Bantah Kekhawatiran SPBU Swasta, Pakar Pastikan Campuran Etanol 3,5 Persen Pada BBM Pertamina Aman
- ANTARA
Jakarta, tvOnenews.com - Penggunaan etanol sebagai campuran bahan bakar minyak (BBM) kini menjadi tren global dalam mendorong transisi energi bersih dan menekan emisi karbon di sektor transportasi.
Banyak negara maju hingga berkembang telah mengadopsi kebijakan campuran etanol dalam bensin sebagai langkah konkret mengurangi ketergantungan terhadap bahan bakar fosil.
Data Energy Information Administration (EIA) menunjukkan, Amerika Serikat telah lama menggunakan campuran etanol dalam bensin melalui tiga varian utama: E10 (10% etanol), E15 (15% etanol), dan E85 (85% etanol).
Dari ketiganya, E10 menjadi standar nasional karena terbukti mampu menurunkan emisi gas rumah kaca tanpa mengorbankan performa mesin kendaraan.

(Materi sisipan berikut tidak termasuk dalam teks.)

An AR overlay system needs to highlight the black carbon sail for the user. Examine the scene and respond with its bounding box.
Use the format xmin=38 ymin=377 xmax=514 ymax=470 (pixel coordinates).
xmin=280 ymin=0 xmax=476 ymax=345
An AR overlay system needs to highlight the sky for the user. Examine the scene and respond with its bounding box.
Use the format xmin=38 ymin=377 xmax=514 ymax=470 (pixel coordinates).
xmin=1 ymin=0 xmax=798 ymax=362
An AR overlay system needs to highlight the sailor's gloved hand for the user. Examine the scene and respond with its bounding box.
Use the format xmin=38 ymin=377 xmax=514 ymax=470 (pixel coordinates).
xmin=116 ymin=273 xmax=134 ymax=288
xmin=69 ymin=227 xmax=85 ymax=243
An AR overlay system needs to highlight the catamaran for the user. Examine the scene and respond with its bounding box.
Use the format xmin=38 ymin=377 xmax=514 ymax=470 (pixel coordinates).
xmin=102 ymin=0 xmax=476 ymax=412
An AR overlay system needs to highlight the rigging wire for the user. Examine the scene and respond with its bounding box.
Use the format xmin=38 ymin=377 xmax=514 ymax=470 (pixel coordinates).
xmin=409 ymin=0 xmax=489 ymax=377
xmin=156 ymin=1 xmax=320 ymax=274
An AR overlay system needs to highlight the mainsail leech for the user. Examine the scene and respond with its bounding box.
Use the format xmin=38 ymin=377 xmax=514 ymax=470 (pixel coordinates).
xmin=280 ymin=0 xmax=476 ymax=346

Fenomena serupa juga terjadi di Eropa dan Asia. Uni Eropa tengah mengkaji penerapan bensin E20 atau campuran 20 persen etanol yang diproyeksikan mampu menekan emisi karbon hingga 6 persen dibandingkan E10.

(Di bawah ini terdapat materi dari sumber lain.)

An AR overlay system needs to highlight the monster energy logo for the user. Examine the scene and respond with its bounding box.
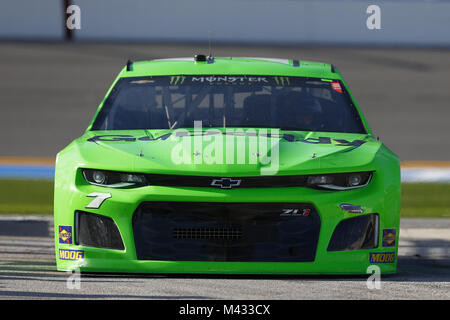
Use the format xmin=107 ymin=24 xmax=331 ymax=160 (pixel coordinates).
xmin=170 ymin=76 xmax=186 ymax=85
xmin=191 ymin=76 xmax=269 ymax=84
xmin=274 ymin=76 xmax=290 ymax=86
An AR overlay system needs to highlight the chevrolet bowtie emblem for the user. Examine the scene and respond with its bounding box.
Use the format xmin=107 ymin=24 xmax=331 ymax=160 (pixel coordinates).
xmin=211 ymin=178 xmax=242 ymax=189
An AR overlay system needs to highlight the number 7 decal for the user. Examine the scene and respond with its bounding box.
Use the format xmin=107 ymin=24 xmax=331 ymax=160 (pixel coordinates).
xmin=86 ymin=193 xmax=111 ymax=209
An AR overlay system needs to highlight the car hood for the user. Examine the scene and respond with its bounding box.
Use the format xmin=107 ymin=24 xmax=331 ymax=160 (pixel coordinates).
xmin=75 ymin=129 xmax=381 ymax=176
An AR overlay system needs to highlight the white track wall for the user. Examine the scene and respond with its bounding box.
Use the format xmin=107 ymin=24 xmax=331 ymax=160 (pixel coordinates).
xmin=1 ymin=0 xmax=450 ymax=46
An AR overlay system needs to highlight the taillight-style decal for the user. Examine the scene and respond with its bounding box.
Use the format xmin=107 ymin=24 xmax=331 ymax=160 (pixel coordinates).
xmin=331 ymin=82 xmax=343 ymax=93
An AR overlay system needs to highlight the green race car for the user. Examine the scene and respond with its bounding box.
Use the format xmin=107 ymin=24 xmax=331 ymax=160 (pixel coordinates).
xmin=54 ymin=55 xmax=400 ymax=274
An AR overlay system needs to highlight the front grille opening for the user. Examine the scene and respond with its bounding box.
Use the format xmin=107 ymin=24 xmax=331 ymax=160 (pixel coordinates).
xmin=133 ymin=202 xmax=321 ymax=262
xmin=173 ymin=227 xmax=243 ymax=240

Menurut EU Research & Innovation, kebijakan tersebut masih diuji karena memerlukan kesiapan pasokan bioetanol dan adaptasi teknologi kendaraan.
“Kalau kandungan etanolnya hanya 3,5%, energi yang turun hanya sekitar 1%. Artinya daya mesin hanya berkurang sekitar 1 persen, dan itu tidak akan terasa dan tidak berpengaruh ke konsumsi bahan bakar maupun tarikan (performa) kendaraan,” ujar Guru Besar Fakultas Teknik Mesin dan Dirgantara ITB, Tri Yus Widjajanto, Rabu (8/10/2025).
Menurut Tri, kandungan etanol sebesar 3,5% dalam BBM Pertamina sudah tergolong aman dan sesuai standar internasional. Ia menegaskan, teknologi kendaraan modern telah mampu menyesuaikan diri dengan bahan bakar campuran etanol tanpa menimbulkan efek negatif.
Sementara itu, Argus Media mencatat peningkatan signifikan konsumsi bensin E10 di Jerman, didorong harga yang kompetitif dan penerimaan publik terhadap bahan bakar ramah lingkungan.
Di Asia, India menjadi negara berkembang yang paling agresif mendorong penggunaan bioetanol. Berdasarkan data Press Information Bureau (PIB) Pemerintah India, negara tersebut menargetkan implementasi campuran E20 (20% etanol) pada tahun 2025.
Langkah ini diharapkan dapat mengurangi impor minyak mentah sekaligus meningkatkan kesejahteraan petani tebu dan pelaku industri biomassa.
Laporan International Energy Agency (IEA) bertajuk Renewables 2023 juga mencatat lonjakan permintaan biofuel di negara berkembang seperti Brasil, Indonesia, dan India. IEA memperkirakan konsumsi etanol global akan terus tumbuh seiring masifnya upaya dekarbonisasi transportasi dunia.
Dosen Rekayasa Minyak dan Gas Institut Teknologi Sumatera (ITERA), Muhammad Rifqi Dwi Septian, menilai langkah Indonesia mengadopsi etanol sangat tepat.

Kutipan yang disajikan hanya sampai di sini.